Keeping high-risk students motivated and in school has long been a challenge for educators.  Rising to this challenge, the Early College High School Initiative was begun in 2002 with support of the Bill and Melinda Gates Foundation.  The Early College Initiative’s philosophy is that at-risk students need programs to challenge them and provide an incentive for them to remain in school.  Early College programs don’t merely allow students to earn a few college credits for advanced courses; they allow students to earn associate’s degrees while they are in high school, at no cost to themselves or their parents. 

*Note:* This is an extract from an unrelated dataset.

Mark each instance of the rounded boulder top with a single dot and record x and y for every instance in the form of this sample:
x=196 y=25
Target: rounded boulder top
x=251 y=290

By graduating with both a high school diploma and an associate’s degree graduates of these programs get a head start in the job market.  In addition, they have the academic foundation to succeed in earning a bachelor’s degree if they choose to do.  The opportunity to earn college credit and prepare for the job market for free is a powerful incentive to economically disadvantaged students, who often consider college beyond their reach both financially and academically. 

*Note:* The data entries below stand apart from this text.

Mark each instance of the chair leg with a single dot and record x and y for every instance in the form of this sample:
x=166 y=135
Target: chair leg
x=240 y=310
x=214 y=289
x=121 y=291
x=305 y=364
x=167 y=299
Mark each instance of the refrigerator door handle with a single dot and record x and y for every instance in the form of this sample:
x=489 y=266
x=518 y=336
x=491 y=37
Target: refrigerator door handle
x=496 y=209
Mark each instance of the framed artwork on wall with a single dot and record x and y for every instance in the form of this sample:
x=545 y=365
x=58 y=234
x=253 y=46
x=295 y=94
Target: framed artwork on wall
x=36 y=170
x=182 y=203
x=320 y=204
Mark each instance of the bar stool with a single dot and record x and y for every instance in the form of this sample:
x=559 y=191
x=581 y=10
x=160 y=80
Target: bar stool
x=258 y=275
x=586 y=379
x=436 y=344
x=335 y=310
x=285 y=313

Dr. V. Barbara Bush, Intermediary Project Director of Early College High Schools for the University of North Texas states “The students we want to attract are those who would not otherwise have the opportunity to go to college.  Once they are convinced to try this, the dropout rate from early college high schools is very low because it builds its own excitement for learning.”

Currently, over 200 schools in 24 states offer Early College Programs.  Twelve Early College High Schools are especially for students who had previously dropped out or had problems in a traditional high school.  Two-thirds of Early College students are African American or Hispanic.  Most students Early College Programs are the first person in their family to go to college.  As of 2009, twelve Early College High Schools specifically target and serve Native American students.

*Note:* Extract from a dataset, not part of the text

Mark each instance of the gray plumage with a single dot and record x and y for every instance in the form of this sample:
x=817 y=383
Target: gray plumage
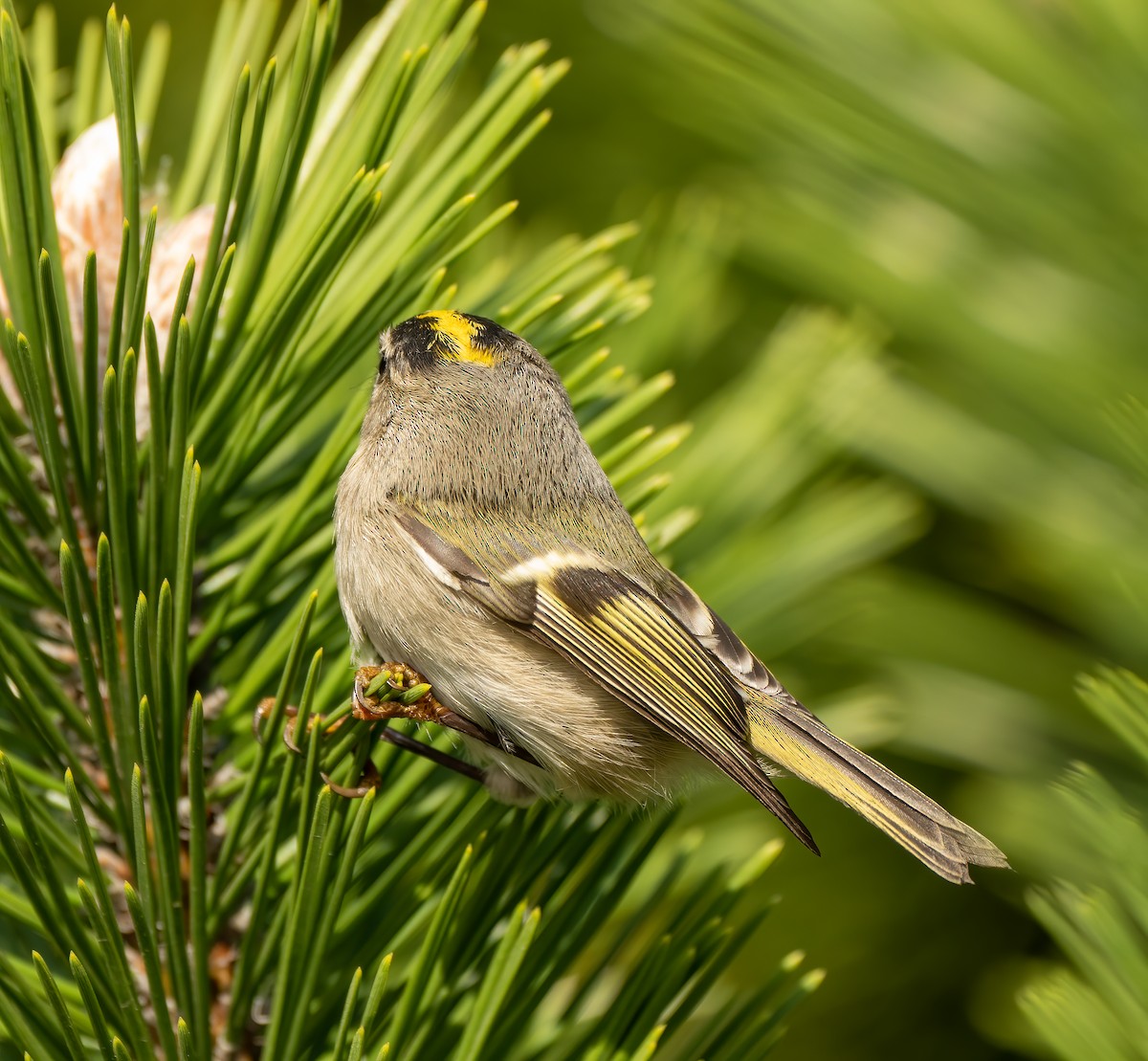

Thirteen partner organizations help organize and support the schools in the Early College Initiative.  Some like the Gateway to College National Network focus on helping disadvantaged students across the nation.  Others, like the Board of Regents of the University System of Georgia concentrate on a specific area of the country.  Partner organizations, such as the National Council of La Raza and the Center for Native Education focus on specific ethnic groups which have been academically underserved. 

Linda Campbell, Project Director of the Center for Native Education in Washington State, says, “The Early College High School Initiative has launched unprecedented collaboration among tribal communities, colleges, and schools to attain a single goal: increasing the college success of Native students.  The early college students in our network may make higher education achievement a new norm within a single generation.” The number of schools in the Native Education network continues to grow, with two more scheduled to opened in September 2010

North Carolina, a state which historically has had a high number of disadvantaged students, has the highest number of Early Colleges.  The North Carolina New Schools Projects currently has 69 Earn and Learn Early College schools across the state.  A new program opened this year is allowing high school students earn college credit by taking online courses offered by every high school in the state.

Texas had forty-one Early College schools across the state in the fall of 2009; the schools are concentrated in areas with high numbers of at-risk students.   The Texas Early College Program is an initiative of the Texas High School Project.  Most Texas Early College Programs are part of the nationwide Early College Initiative; some are not, but adhere to the ECHSI Core Principles and are funded by the Texas Education Agency. The Texas Education Agency is making approximately $3.6 million of additional funds available, so that eight more schools may enter the program.  Currently, Houston ISD, one of the state’s largest school districts, has five Early College campuses. 

Most Early College programs are held on the campus of the university or community college which is partnering with the school district to offer the program.  Enrollment in Early College programs is limited to a small number of students (no more than 400 per campus), so that each student can receive more individual attention and support.  Entrance requirements are based on motivation to succeed, more than on previous academic performance.  Once in the program students are expected to strive to meet high academic standards.

Program administrators do everything to help the young people succeed.  Students receive more support than they often would on a regular high school campus.  Tutoring and mentoring are readily available. 

Early College programs are still new, so their overall social and economic impact is yet to be felt.  Students in the programs are enthusiastic. Ashley Constantine, an eleventh grader at North Carolina’s Stanly Early College High School says, “My self-esteem and character have changed for the better … Had I not come here, I never would have had the confidence that I have now.  The love, support, and one-on-one student teacher interaction has made such a great difference in my life.”  Other students echo Ashley’s experience.  Early College programs promise to be both a social and economic success, setting at-risk students on a path to future success.